In the present notebook we perform a first decriptive analysis on a subset of the million song dataset. This subset is available here.
In [1]:
import numpy as np
from scipy.stats import kurtosis, skew
import pandas as pd
import matplotlib.pyplot as plt
from matplotlib import cm
import seaborn as sb
import sqlite3
%matplotlib inline
plt.rcParams['figure.figsize'] = (8,6)
plt.rc('axes', titlesize=18)
plt.rc('axes', labelsize=15)
sb.set_palette('Dark2')
sb.set_style('whitegrid')
path = '../MillionSongSubset/'
For this demo the database .db
file is in a separate folder named MillionSongSubset/AdditionalFiles/
.
An alternative to the lines below can be found at the following address : https://labrosa.ee.columbia.edu/millionsong/sites/default/files/tutorial1.py.txt
The latter demo was specifically tailored for reading these files.
In [2]:
# creating the connector for the SQL database
con_meta = sqlite3.connect(path+'AdditionalFiles/subset_track_metadata.db')

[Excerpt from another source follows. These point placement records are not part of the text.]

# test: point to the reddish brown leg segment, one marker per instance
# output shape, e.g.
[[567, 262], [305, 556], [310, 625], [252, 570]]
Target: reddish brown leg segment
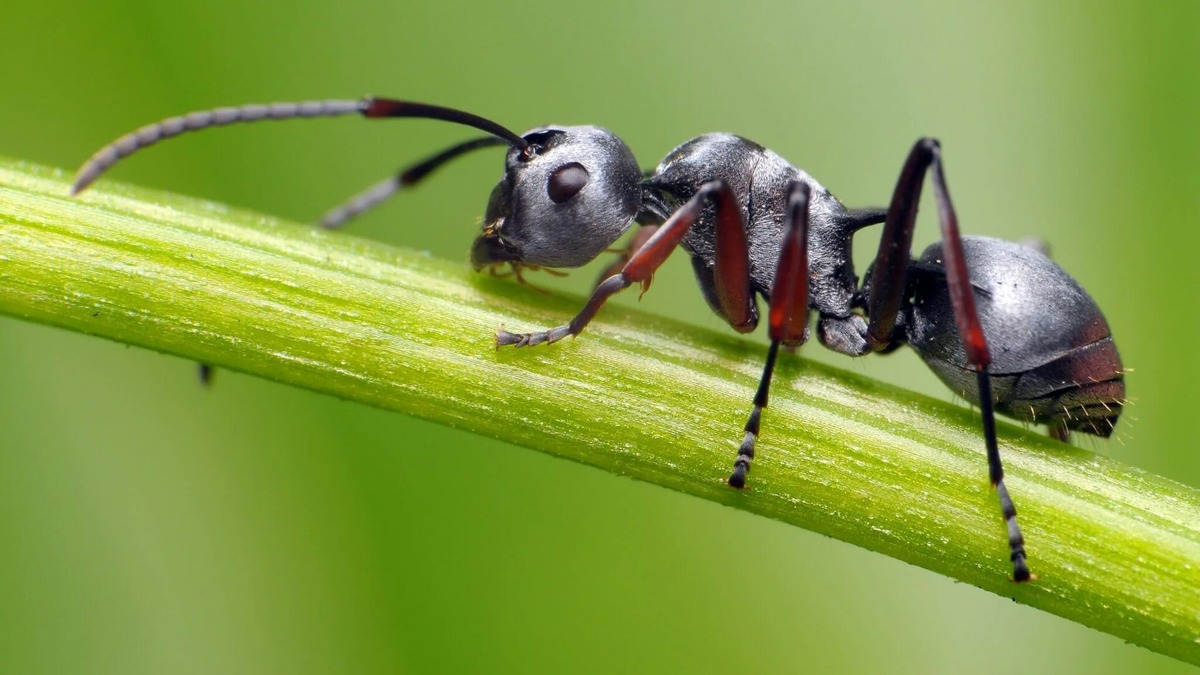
[[787, 317], [888, 287], [641, 266]]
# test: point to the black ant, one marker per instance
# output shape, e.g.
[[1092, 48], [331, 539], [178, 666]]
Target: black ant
[[755, 225]]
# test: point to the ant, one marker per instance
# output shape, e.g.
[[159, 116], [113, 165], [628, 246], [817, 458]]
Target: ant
[[754, 226]]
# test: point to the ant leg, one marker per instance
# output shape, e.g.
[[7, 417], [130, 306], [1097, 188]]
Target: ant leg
[[887, 293], [623, 255], [642, 264], [787, 315], [405, 178]]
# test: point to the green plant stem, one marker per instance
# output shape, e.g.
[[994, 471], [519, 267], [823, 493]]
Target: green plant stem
[[894, 472]]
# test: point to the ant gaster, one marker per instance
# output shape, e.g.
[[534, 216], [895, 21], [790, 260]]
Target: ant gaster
[[754, 226]]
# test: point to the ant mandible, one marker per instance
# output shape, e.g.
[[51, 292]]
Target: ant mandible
[[755, 225]]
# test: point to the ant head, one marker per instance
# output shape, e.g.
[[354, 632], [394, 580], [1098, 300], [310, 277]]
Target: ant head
[[564, 198]]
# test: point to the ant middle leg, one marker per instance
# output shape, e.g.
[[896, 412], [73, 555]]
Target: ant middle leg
[[787, 315]]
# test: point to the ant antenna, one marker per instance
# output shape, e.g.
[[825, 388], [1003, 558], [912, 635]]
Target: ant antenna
[[369, 107]]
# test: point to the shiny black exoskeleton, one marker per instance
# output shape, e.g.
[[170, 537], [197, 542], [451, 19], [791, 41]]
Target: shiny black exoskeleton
[[999, 322]]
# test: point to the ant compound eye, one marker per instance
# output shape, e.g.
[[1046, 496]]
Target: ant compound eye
[[565, 181]]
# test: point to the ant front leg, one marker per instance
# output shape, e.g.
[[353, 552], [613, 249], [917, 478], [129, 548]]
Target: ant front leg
[[888, 291], [787, 315], [643, 262]]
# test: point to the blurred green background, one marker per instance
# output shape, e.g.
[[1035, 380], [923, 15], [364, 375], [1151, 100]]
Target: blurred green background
[[150, 526]]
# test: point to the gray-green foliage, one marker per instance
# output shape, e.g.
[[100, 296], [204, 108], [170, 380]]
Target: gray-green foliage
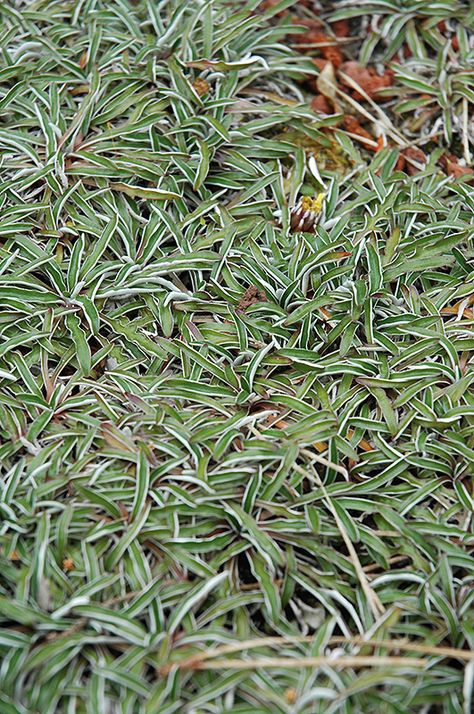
[[178, 473]]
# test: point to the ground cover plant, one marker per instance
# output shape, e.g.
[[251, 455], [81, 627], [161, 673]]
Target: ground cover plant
[[236, 404]]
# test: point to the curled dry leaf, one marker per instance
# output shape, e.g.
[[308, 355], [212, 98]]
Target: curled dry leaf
[[366, 78], [352, 125], [321, 104]]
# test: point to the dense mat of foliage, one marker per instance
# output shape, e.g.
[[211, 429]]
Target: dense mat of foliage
[[218, 421]]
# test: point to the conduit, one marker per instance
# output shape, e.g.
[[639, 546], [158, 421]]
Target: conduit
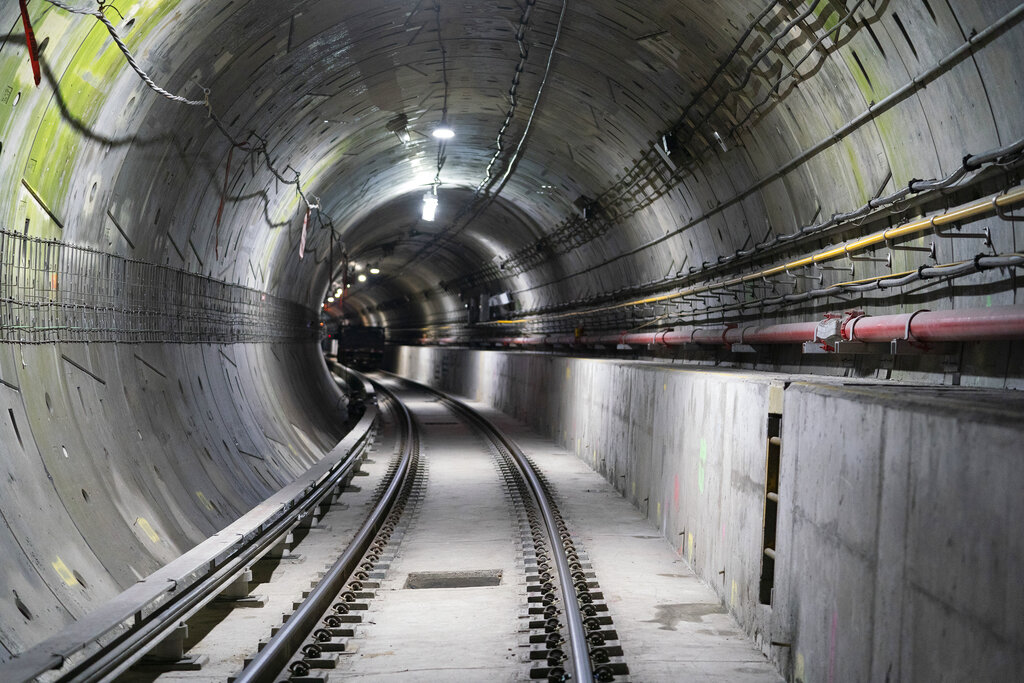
[[1003, 323], [992, 204]]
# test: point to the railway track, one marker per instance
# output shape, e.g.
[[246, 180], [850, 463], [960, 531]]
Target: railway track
[[566, 632], [560, 629]]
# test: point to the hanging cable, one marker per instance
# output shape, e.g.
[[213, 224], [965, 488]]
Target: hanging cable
[[258, 148], [442, 143]]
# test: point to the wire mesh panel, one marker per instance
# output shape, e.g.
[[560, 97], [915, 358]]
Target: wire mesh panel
[[55, 292]]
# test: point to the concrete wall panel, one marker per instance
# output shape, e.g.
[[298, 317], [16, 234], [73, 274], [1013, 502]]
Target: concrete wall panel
[[117, 458]]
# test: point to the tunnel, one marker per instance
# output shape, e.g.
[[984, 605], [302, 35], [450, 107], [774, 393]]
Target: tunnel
[[754, 264]]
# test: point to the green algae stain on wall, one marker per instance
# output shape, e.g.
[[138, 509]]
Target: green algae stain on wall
[[46, 134]]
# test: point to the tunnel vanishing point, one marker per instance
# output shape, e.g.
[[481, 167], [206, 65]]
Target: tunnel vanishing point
[[757, 263]]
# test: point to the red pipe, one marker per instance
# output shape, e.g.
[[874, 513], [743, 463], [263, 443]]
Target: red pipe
[[1000, 323]]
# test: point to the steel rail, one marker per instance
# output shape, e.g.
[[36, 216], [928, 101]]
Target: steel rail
[[109, 640], [582, 670], [282, 647]]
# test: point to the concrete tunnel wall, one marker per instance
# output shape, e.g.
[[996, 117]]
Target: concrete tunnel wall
[[93, 159], [118, 458], [907, 569]]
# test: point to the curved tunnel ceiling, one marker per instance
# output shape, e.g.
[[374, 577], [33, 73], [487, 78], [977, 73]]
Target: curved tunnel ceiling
[[321, 82]]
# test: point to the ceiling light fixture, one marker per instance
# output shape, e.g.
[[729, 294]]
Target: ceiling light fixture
[[443, 131], [430, 206], [399, 126]]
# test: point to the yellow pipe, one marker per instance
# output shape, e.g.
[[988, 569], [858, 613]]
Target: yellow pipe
[[1003, 200]]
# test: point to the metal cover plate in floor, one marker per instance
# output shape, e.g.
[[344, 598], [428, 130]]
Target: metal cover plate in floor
[[469, 579]]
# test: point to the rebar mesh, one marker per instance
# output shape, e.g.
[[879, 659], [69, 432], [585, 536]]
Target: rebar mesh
[[55, 292]]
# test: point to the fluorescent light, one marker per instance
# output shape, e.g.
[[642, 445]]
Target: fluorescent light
[[443, 131], [429, 207]]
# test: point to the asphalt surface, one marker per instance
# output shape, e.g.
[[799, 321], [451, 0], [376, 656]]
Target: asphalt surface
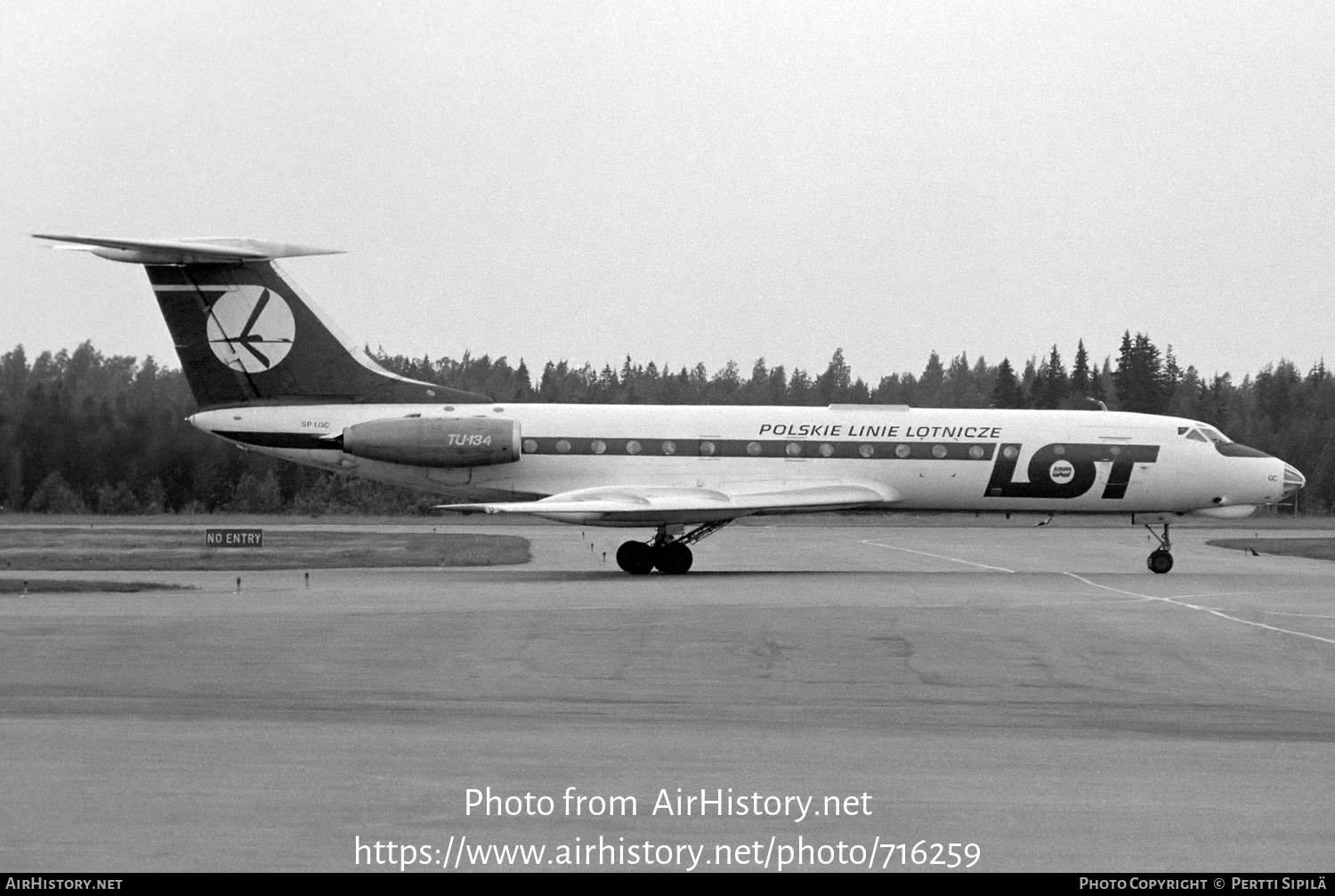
[[1033, 692]]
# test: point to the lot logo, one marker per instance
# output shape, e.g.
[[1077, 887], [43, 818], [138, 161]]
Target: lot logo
[[1068, 471], [1062, 472], [250, 328]]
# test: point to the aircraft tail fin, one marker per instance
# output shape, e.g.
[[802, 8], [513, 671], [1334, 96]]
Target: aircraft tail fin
[[246, 334]]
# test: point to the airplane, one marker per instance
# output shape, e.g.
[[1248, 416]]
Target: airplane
[[272, 374]]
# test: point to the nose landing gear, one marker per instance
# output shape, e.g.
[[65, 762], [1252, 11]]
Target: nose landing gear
[[669, 556], [1161, 560]]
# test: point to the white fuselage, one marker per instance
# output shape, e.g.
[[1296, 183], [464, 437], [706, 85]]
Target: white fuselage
[[916, 458]]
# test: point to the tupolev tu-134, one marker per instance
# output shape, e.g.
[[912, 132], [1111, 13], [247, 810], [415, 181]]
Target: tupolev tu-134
[[272, 374]]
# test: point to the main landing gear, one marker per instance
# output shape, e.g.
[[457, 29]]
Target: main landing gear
[[1161, 560], [669, 556]]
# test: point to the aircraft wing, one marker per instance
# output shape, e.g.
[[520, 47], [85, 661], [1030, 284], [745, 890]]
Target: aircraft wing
[[657, 505]]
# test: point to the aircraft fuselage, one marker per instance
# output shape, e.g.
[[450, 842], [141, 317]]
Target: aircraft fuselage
[[916, 458]]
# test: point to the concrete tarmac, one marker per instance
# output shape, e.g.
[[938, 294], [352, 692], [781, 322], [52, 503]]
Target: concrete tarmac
[[1033, 692]]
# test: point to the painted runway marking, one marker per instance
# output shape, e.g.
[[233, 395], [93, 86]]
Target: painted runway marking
[[1206, 609], [953, 560]]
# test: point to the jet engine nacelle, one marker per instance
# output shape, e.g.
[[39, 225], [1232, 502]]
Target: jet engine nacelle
[[435, 442]]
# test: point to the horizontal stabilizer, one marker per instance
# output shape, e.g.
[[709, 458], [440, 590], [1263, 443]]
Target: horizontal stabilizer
[[213, 250]]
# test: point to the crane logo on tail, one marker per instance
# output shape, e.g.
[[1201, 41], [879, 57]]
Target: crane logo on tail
[[250, 328]]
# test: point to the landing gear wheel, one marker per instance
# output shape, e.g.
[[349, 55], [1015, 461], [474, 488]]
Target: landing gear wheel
[[673, 559], [635, 557], [1159, 562]]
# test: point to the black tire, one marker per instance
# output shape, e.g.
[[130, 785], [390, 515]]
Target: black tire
[[1159, 562], [673, 560], [635, 557]]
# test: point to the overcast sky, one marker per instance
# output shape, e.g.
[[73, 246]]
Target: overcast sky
[[692, 182]]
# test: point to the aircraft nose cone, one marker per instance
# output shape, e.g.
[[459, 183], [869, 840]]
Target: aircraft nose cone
[[1292, 480]]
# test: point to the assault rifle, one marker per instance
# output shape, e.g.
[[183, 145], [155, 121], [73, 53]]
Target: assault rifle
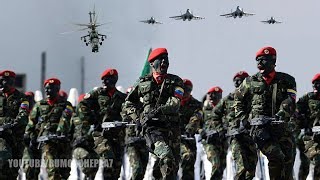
[[264, 120], [42, 139], [114, 124]]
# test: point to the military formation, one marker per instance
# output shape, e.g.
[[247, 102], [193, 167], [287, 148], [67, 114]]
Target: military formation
[[158, 116]]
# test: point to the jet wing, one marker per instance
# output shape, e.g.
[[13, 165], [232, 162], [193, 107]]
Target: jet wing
[[227, 15], [197, 17], [176, 17], [145, 21], [248, 14]]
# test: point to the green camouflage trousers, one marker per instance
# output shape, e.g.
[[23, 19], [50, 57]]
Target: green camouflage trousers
[[84, 158], [244, 153], [188, 158], [111, 153], [305, 162], [138, 158], [313, 153], [167, 152], [280, 151], [31, 158], [216, 154], [57, 158]]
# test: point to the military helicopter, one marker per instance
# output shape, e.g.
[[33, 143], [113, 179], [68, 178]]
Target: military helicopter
[[93, 37]]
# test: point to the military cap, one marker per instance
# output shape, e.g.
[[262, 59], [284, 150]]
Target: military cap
[[155, 53], [109, 72], [267, 51], [215, 89], [52, 81], [241, 74], [63, 94], [29, 93], [316, 77], [8, 73]]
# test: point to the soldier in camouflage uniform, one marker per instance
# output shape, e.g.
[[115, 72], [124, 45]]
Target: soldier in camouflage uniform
[[14, 110], [308, 110], [161, 93], [190, 117], [270, 94], [242, 146], [215, 145], [31, 152], [135, 143], [50, 117], [104, 104], [83, 142]]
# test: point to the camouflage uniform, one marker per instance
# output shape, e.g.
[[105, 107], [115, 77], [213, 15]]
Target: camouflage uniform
[[274, 140], [162, 131], [52, 119], [83, 143], [308, 107], [242, 146], [100, 106], [190, 116], [135, 144], [13, 109]]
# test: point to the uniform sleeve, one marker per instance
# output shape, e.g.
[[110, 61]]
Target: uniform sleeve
[[65, 120], [302, 111], [288, 105], [173, 103], [218, 113], [33, 120], [22, 117], [241, 101]]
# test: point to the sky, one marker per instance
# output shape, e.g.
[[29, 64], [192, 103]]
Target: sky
[[208, 52]]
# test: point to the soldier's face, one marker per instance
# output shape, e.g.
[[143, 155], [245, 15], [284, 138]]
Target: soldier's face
[[52, 90], [237, 81], [161, 64], [316, 86], [265, 64], [6, 83], [109, 82], [214, 97]]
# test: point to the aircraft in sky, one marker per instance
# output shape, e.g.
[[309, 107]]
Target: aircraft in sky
[[152, 20], [237, 13], [272, 20], [187, 16]]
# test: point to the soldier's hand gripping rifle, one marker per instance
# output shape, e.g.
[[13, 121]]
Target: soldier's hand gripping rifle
[[51, 137]]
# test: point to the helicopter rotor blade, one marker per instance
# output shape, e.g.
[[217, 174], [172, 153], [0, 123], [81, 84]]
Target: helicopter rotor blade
[[68, 32]]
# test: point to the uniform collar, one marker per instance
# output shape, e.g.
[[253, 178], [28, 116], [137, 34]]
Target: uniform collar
[[269, 77]]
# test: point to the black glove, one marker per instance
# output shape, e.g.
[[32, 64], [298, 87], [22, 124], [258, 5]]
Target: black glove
[[26, 139], [308, 131]]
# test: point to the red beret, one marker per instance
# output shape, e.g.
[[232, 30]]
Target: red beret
[[316, 77], [266, 51], [29, 93], [215, 89], [8, 73], [241, 74], [81, 97], [155, 53], [52, 81], [109, 72], [63, 94], [187, 82]]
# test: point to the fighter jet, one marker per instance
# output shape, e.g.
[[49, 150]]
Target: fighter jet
[[237, 13], [151, 21], [187, 16], [272, 20]]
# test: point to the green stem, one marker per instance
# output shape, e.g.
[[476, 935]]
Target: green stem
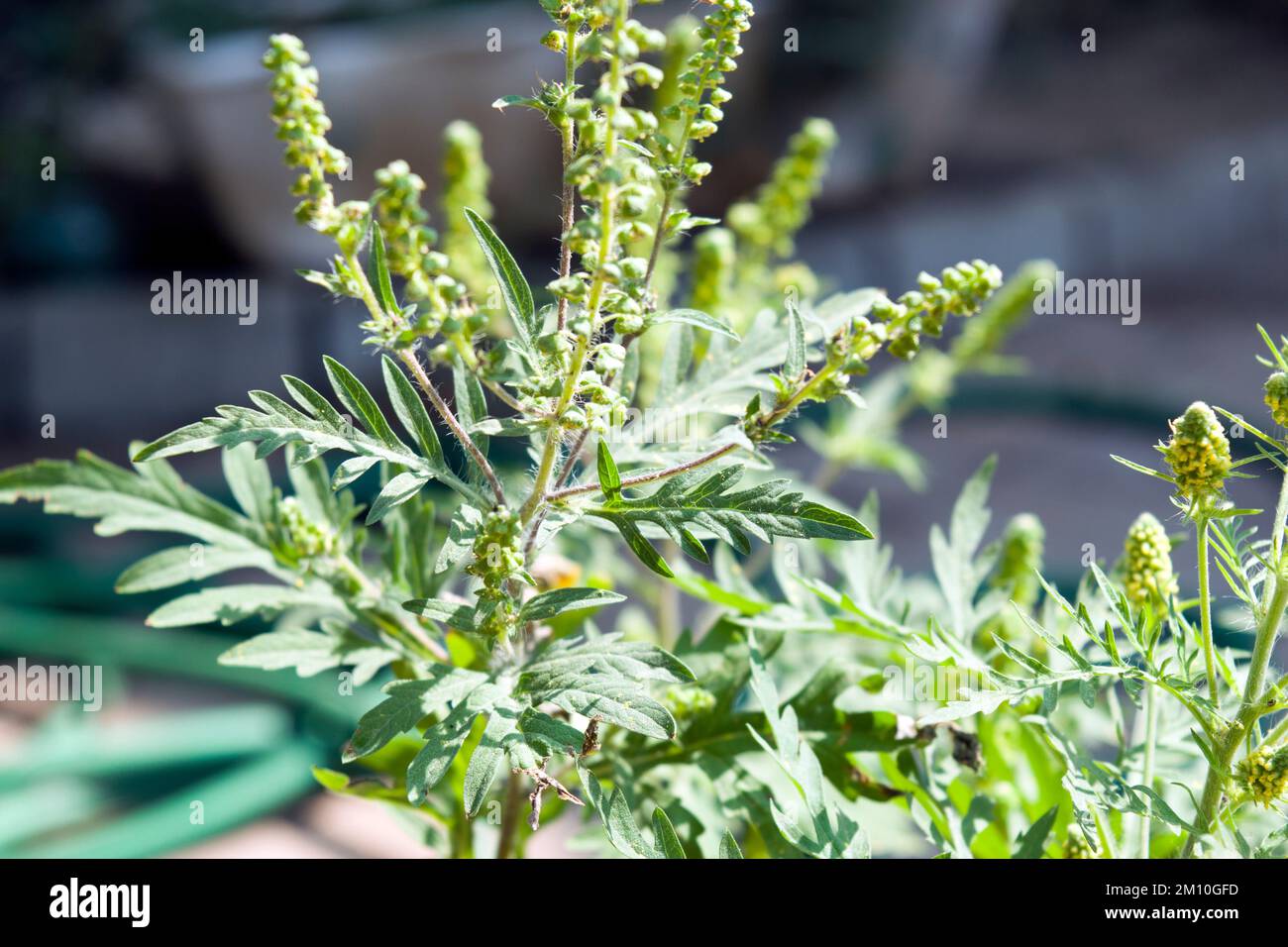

cur_meta = con_meta.cursor()
In [3]:
# creating and executing an SQL request
res = con_meta.execute("SELECT name FROM sqlite_master WHERE type='table';")
# printing available table names
for name in res:
print(name[0])
The metadata dataset contains basic information about the artist name, song title and album name, year of release but also a measure of hotness and familiarity :
What insights can we find in there ?
In [4]:
# I this cell we load the dataset in a pandas.DataFrame omitting entries without year information
songs = pd.read_sql_query('SELECT * FROM songs WHERE year!=0', con_meta)
songs.head(5)
Out[4]:
In [5]:
# Then we simply display a couple of information to know
# which kind of data we are dealing with and check potential NaN values
songs.info()
There are no missing values but that does not mean there are not any weird values.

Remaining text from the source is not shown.